Alamut est une forteresse bâtie au IXème siècle dans le nord-ouest de l'actuel Iran. Réputée inexpugnable, elle a été prise à la fin du XIème siècle par Hassan Ibn Sabbâh pour servir de base à la secte chiite ismaélienne des Nizârites. Ces derniers sont des musulmans fondamentalistes qu'Hassan aimait appeler « Assassiyoun » que l'on peut traduire par « ceux qui sont fidèles au fondement de la foi ». Mais ce mot a aussi été mal compris des voyageurs étrangers et souvent traduit par « consommateurs de haschich ». C'est notamment ce que fit Marco Polo qui entamera le développement de la légende d'Alamut. Selon sa description en effet, la forteresse comportait un magnifique jardin secret imitant l'aspect des jardins du Paradis. Son rôle était de convaincre les futurs assassins de la secte — drogués notamment au haschich — qu'ils venaient de faire un bref tour au Paradis afin de les fanatiser avant qu'ils ne partent accomplir leur mission mortelle...
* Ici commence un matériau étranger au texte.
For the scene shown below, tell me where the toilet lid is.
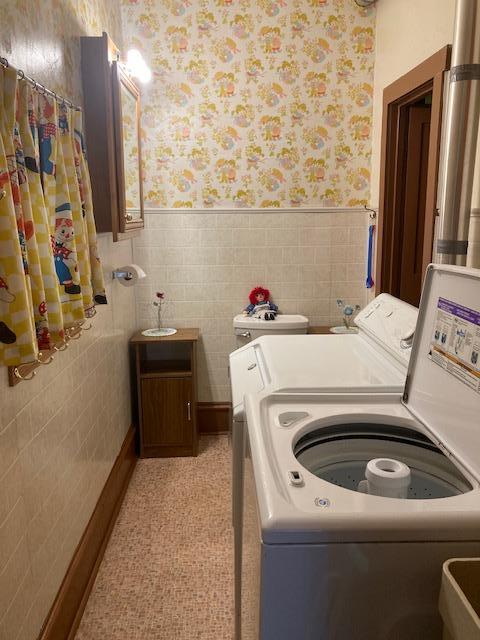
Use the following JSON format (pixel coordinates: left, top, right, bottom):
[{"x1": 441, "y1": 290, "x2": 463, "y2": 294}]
[
  {"x1": 233, "y1": 314, "x2": 309, "y2": 330},
  {"x1": 404, "y1": 265, "x2": 480, "y2": 480}
]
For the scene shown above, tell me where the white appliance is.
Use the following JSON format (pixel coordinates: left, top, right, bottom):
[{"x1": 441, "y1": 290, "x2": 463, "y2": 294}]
[
  {"x1": 242, "y1": 265, "x2": 480, "y2": 639},
  {"x1": 233, "y1": 313, "x2": 309, "y2": 348},
  {"x1": 229, "y1": 294, "x2": 418, "y2": 639}
]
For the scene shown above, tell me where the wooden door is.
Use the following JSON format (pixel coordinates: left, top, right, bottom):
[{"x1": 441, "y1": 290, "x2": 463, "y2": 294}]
[
  {"x1": 141, "y1": 377, "x2": 193, "y2": 456},
  {"x1": 377, "y1": 46, "x2": 451, "y2": 305},
  {"x1": 399, "y1": 105, "x2": 431, "y2": 306}
]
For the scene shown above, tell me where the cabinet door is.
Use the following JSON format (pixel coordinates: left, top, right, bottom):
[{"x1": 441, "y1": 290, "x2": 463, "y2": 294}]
[{"x1": 141, "y1": 377, "x2": 193, "y2": 451}]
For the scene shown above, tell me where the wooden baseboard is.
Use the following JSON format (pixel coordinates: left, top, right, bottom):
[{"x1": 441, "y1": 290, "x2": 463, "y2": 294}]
[
  {"x1": 197, "y1": 402, "x2": 231, "y2": 434},
  {"x1": 38, "y1": 426, "x2": 137, "y2": 640}
]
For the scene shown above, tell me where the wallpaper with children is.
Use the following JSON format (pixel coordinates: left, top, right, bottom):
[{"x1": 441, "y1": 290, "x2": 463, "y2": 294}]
[{"x1": 121, "y1": 0, "x2": 375, "y2": 209}]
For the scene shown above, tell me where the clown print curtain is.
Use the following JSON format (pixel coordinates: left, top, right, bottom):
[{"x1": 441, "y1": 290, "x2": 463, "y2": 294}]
[{"x1": 0, "y1": 65, "x2": 107, "y2": 367}]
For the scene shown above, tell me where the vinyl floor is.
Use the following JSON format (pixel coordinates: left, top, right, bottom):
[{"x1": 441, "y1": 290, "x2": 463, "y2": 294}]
[{"x1": 75, "y1": 435, "x2": 234, "y2": 640}]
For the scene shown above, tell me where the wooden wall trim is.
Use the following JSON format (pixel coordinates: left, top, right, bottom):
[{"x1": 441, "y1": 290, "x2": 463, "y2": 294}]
[
  {"x1": 198, "y1": 402, "x2": 232, "y2": 434},
  {"x1": 38, "y1": 426, "x2": 137, "y2": 640}
]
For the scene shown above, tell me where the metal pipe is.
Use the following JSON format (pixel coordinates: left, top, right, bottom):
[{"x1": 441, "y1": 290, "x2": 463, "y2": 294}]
[{"x1": 437, "y1": 0, "x2": 480, "y2": 265}]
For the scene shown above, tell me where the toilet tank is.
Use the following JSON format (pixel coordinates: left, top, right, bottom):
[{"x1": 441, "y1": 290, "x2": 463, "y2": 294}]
[{"x1": 233, "y1": 314, "x2": 309, "y2": 346}]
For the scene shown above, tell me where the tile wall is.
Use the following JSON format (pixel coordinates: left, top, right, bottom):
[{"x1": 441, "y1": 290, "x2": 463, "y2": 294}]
[
  {"x1": 0, "y1": 235, "x2": 136, "y2": 640},
  {"x1": 134, "y1": 209, "x2": 368, "y2": 402},
  {"x1": 0, "y1": 3, "x2": 138, "y2": 639}
]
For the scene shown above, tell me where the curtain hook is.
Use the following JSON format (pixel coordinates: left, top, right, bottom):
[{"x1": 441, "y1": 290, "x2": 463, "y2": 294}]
[
  {"x1": 82, "y1": 323, "x2": 93, "y2": 331},
  {"x1": 13, "y1": 367, "x2": 36, "y2": 381},
  {"x1": 37, "y1": 351, "x2": 55, "y2": 364},
  {"x1": 53, "y1": 339, "x2": 68, "y2": 351},
  {"x1": 18, "y1": 69, "x2": 25, "y2": 80},
  {"x1": 0, "y1": 189, "x2": 6, "y2": 201},
  {"x1": 66, "y1": 326, "x2": 81, "y2": 340},
  {"x1": 0, "y1": 56, "x2": 9, "y2": 68}
]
C'est cette légende que l'écrivain slovène Vladimir BARTOL romance dans Alamut. Bien que dirigeant une poignée d'hommes, Hassan Ibn Sabbâh parvint à faire trembler et plier maints dirigeants et personnalités de l'époque, en particulier grâce à sa capacité de manipulation de l'esprit des hommes. Il avait tout d'abord mis en place un système éducatif complet par lequel ses adeptes apprenaient à se battre avec plusieurs types d'armes, mais été aussi initiés aux langues, aux sciences et à la religion. Ensuite Hassan Ibn Sabbâh se faisait passer pour un prophète, ce statut lui permettant d'être l'unique détenteur terrestre des clés du paradis. Et c'est ainsi que la culture de son jardin secret, habité uniquement de très belles femmes vierges, lui permettait d'envoyer qui il voulait dans le « jardin d'Eden ». Les rares élus (ses adeptes les plus méritants), drogués au haschich, avaient ainsi un avant-goût de la « vie éternelle » qu'ils pouvaient rapporter à leurs coreligionnaires. Dès lors le fanatisme religieux était né puisque les adeptes d'Hassan n'avaient plus peur de rien, et surtout pas de la mort, celle-ci signifiant désormais un retour au paradis tant qu'ils demeuraient dévoués à leur maître. Ils faisaient notamment de parfaits tueurs capables d'agir tels des commandos suicides.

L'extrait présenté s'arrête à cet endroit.